Skills Overview

Acquiring Skills

Skills Points and Skill Ranks

Each level, your character gains a number of skill points dependent upon your class plus your Intelligence modifier. You may spend these points to purchase ranks in a skill. Each rank represents a measure of training in that skill and is equivalent to a +1 bonus on all checks with that skill.

You can never have more ranks in a skill than your total number of Hit Dice.

Training Class Skills and Cross-Class Skills

Each class has a number of favored skills, called class skills. It is easier for your character to become more proficient in these skills, as they represent part of his professional training and constant practice. Cross-class skills are any skills which are not a class skill for your character’s current class.

When you spend skill points on a class skill, you gain 1 skill rank for each skill point spent.

When you spend skill points on a cross-class skill, you gain ½ rank per skill point. You may purchase half ranks in skills, but half ranks give no bonus to the check. However, any skill with at least half a rank counts as trained (see Untrained Skill Checks).

If you have levels in more than one class, only the class skills of the class level you are gaining count as class skills for spending skill points.

Skill Checks

When your character uses a skill, it isn’t a guaranteed success. To determine success or failure, you must make a skill check.

To make a skill check, roll:

1d20 + skill modifier (Skill modifier = skill rank + ability modifier + any miscellaneous modifiers)

This roll works just like an attack roll or a saving throw — the higher the roll, the better. Either you’re trying to match or exceed a certain Difficulty Class (DC), or you’re trying to beat another character’s check result. If the result of your skill check is equal to or greater than the difficulty class (or DC) of the task you are attempting to accomplish, you succeed. If it is less than the DC, you fail.

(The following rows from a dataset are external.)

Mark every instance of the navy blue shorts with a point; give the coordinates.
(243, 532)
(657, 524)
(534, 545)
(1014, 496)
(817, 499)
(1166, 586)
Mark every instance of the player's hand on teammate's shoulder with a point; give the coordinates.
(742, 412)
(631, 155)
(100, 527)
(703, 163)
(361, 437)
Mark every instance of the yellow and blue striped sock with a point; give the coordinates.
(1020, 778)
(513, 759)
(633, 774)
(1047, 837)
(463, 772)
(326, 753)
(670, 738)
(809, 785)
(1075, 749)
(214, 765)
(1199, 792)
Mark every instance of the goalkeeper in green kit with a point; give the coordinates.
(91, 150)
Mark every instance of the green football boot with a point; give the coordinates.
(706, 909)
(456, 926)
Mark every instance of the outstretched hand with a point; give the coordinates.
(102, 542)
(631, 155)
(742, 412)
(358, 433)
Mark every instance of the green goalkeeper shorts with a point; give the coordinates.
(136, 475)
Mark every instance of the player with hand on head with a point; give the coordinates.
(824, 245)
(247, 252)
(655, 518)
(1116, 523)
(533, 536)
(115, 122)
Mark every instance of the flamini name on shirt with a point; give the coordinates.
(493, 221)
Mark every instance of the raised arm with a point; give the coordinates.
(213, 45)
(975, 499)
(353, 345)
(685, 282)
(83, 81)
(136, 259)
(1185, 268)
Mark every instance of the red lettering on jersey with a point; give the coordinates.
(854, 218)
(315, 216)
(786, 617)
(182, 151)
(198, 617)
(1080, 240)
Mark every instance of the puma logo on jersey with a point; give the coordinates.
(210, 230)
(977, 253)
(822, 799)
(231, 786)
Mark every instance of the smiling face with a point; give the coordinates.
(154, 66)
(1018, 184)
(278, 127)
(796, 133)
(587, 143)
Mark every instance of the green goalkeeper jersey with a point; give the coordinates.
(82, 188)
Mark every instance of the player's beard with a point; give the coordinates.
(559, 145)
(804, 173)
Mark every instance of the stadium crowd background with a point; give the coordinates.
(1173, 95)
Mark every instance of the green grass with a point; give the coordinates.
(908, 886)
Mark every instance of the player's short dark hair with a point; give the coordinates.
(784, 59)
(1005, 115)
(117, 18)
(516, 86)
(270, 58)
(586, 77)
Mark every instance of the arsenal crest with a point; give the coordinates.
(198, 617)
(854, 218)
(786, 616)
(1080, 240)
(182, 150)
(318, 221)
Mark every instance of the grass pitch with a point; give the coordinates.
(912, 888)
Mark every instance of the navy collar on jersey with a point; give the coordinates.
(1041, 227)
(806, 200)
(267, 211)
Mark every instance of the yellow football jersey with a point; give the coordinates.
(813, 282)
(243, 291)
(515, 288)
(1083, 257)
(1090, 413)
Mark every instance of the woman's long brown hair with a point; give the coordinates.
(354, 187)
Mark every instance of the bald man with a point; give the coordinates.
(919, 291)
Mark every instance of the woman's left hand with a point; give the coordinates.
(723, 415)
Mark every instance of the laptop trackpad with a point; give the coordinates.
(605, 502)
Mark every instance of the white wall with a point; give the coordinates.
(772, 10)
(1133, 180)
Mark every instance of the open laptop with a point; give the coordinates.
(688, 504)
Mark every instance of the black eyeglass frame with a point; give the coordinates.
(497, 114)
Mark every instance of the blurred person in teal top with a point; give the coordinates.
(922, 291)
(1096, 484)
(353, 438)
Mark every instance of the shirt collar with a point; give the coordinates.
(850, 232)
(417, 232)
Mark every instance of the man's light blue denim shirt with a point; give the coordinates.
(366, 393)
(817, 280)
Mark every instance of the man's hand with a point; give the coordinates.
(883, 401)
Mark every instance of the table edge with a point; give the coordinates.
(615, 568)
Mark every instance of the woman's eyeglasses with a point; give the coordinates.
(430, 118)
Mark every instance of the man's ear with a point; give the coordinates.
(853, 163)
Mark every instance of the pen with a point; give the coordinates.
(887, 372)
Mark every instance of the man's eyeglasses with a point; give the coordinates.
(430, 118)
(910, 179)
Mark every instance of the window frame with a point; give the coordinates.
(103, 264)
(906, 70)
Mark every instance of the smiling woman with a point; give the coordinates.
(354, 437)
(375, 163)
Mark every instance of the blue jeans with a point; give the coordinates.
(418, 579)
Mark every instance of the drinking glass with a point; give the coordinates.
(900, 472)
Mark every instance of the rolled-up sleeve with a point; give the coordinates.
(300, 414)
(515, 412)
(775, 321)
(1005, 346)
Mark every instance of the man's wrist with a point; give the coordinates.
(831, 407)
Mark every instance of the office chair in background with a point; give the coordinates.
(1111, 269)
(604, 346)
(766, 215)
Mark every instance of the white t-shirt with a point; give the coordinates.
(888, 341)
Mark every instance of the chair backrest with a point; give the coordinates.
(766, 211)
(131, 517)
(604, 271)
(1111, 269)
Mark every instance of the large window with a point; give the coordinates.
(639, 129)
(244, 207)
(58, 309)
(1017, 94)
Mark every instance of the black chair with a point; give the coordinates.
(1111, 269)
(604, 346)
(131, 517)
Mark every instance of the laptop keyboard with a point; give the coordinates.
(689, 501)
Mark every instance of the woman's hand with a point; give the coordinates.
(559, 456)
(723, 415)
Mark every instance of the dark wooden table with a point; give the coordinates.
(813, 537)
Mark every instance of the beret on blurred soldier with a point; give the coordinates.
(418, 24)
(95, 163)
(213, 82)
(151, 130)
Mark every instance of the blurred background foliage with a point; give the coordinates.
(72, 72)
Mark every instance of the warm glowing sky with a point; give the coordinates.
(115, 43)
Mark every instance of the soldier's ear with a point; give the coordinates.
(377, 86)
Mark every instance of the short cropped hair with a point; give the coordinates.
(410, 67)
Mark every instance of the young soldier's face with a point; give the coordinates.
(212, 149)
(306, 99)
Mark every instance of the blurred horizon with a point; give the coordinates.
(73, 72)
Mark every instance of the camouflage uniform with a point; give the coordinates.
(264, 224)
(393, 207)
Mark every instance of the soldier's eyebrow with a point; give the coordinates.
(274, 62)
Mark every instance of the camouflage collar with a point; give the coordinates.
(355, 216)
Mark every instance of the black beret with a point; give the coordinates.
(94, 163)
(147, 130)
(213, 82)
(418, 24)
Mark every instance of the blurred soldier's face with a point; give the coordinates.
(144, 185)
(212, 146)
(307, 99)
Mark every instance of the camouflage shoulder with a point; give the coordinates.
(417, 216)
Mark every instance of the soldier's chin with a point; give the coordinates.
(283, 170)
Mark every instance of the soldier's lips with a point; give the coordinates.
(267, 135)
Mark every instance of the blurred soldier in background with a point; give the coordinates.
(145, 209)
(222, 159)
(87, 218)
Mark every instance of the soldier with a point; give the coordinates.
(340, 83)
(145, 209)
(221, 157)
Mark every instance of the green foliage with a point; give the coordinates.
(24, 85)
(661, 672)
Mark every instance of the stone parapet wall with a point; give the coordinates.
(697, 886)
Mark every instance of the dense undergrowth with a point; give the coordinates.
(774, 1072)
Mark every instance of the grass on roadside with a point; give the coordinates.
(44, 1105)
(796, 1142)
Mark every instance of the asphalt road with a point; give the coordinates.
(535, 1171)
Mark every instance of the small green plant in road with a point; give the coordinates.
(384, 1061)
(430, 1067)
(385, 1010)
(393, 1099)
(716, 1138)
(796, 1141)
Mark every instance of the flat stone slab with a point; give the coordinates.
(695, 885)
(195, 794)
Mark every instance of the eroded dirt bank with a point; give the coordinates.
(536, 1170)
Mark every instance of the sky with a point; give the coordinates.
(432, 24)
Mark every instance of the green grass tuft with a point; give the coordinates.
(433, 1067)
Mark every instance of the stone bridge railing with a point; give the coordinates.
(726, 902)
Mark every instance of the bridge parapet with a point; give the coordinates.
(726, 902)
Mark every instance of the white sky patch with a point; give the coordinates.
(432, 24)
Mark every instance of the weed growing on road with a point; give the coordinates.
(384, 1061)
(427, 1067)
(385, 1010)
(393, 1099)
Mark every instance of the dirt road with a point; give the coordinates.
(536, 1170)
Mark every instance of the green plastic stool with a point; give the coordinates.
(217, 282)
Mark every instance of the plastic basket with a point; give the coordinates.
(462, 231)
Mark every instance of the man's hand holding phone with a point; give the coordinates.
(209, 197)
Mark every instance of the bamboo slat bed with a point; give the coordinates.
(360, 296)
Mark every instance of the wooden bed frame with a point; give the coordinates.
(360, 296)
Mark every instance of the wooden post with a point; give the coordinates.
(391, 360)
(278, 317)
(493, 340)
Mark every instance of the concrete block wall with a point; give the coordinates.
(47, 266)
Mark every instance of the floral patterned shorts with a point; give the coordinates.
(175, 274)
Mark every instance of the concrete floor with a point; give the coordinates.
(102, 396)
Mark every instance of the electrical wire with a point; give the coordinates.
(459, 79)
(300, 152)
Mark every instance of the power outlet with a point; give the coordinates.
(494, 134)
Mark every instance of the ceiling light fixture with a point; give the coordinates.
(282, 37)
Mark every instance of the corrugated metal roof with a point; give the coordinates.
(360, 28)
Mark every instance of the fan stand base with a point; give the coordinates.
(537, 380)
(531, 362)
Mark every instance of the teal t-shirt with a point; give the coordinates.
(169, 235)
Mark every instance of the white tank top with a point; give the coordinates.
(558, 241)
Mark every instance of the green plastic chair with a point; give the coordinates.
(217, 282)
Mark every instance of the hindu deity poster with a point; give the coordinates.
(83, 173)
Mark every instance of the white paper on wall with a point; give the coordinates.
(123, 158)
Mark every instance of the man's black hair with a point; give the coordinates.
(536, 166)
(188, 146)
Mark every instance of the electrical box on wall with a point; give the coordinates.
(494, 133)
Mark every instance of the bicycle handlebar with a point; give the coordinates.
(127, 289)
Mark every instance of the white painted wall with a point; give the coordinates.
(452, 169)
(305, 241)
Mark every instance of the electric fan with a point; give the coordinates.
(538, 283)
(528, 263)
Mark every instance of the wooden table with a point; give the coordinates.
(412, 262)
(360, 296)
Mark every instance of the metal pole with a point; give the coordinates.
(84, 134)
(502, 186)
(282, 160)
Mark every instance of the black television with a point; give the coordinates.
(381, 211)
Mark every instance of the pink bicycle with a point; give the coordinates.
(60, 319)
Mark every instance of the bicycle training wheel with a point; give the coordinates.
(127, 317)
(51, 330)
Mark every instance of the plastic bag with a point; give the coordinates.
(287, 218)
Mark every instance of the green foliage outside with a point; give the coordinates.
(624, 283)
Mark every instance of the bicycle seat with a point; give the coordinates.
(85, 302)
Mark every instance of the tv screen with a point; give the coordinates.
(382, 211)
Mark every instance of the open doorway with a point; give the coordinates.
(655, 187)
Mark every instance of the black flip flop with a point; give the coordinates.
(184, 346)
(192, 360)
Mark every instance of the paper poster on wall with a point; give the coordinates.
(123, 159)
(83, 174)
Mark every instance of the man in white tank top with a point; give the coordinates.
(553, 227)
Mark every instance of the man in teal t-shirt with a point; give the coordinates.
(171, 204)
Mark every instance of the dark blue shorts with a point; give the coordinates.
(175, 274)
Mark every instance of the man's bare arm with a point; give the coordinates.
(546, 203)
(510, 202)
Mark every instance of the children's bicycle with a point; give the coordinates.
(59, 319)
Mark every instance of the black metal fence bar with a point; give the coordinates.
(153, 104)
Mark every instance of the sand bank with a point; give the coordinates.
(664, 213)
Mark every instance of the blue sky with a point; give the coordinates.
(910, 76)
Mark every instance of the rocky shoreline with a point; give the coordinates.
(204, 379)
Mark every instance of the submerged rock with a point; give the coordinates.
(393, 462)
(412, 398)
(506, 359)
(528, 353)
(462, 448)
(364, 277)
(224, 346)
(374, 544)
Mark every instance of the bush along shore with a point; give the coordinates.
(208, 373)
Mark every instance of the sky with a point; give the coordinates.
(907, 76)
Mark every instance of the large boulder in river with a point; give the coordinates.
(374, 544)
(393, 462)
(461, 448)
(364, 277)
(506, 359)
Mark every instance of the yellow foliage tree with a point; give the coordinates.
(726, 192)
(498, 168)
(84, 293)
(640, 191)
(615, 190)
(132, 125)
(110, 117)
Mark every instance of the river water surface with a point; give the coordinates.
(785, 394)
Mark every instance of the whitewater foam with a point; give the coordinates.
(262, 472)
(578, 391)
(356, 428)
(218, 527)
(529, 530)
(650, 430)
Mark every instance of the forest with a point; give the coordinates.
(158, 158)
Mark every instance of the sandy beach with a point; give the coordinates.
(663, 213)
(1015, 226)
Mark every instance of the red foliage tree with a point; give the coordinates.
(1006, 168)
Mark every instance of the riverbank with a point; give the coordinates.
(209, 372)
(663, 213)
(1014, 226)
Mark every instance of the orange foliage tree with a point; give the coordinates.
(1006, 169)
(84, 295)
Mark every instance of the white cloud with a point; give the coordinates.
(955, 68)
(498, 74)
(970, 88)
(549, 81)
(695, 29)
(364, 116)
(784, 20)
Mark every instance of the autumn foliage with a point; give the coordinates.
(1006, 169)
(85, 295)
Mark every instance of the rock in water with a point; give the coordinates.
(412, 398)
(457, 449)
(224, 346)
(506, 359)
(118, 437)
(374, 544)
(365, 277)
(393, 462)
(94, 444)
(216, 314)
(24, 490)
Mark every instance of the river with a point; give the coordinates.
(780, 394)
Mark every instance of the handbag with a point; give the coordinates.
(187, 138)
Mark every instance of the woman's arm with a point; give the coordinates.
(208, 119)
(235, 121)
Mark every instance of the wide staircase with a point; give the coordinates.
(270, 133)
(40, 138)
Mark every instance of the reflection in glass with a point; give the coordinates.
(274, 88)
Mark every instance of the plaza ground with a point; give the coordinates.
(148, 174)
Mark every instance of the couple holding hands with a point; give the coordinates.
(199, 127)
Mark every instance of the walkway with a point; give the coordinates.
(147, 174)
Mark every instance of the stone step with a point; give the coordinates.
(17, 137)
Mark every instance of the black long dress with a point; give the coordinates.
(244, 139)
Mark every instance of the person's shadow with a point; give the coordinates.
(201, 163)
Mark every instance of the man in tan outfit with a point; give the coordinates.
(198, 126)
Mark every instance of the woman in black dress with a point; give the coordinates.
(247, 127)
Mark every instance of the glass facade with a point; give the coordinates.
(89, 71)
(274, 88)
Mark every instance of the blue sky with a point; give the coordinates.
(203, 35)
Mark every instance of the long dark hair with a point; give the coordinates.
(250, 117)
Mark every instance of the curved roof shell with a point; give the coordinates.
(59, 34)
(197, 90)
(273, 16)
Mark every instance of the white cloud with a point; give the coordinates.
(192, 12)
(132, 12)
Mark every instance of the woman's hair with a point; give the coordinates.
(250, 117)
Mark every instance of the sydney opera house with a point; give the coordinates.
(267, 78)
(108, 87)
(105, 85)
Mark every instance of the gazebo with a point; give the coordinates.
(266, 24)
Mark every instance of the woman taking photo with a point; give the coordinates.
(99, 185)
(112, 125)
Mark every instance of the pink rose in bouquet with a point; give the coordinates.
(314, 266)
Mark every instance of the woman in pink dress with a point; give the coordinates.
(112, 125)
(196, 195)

Some tasks have varying levels of success and failure depending on how much your check is above or below the required DC.

Opposed Checks

Some skill checks are opposed by the target’s skill. When making an opposed skill check, the attempt is successful if your check result exceeds 10 + the target’s bonus on that skill, as if the target decided to Take 10 on their check (see Checks Without Rolls below).

Skill Ranks

A character’s number of ranks in a skill is based on how many skill points a character has invested in a skill. Many skills can be used even if the character has no ranks in them; doing this is called making an untrained skill check.

Untrained Skill Checks

Any skill may be used without training, but a character with zero ranks in a skill usually cannot succeed on any task with a DC higher than 10.

Ability Modifier

The ability modifier used in a skill check is the modifier for the skill’s key ability (the ability associated with the skill’s use). The key ability of each skill is noted in its description.

Miscellaneous Modifiers

Miscellaneous modifiers include racial bonuses, armor check penalties, and bonuses provided by feats, among others.

Armor Penalty

Certain types of armor impose a penalty to certain skill checks. Affected skills are noted in the skill’s description. (See Armor Check Penalty.)

Trying Again

In general, you can try a skill check again if you fail, and you can keep trying indefinitely. Some skills, however, have consequences for failure that must be taken into account. For most skills, when a character has succeeded once at a given task, additional successes are meaningless.

Checks Without Rolls

A skill check represents an attempt to accomplish some goal, usually while under some sort of time pressure or distraction. Sometimes, though, a character can use a skill under more favorable conditions and eliminate the luck factor.

Taking 10

When your character is not being threatened or distracted, you may choose to take 10. Instead of rolling 1d20 for the skill check, calculate your result as if you had rolled a 10. For many routine tasks, taking 10 makes them automatically successful.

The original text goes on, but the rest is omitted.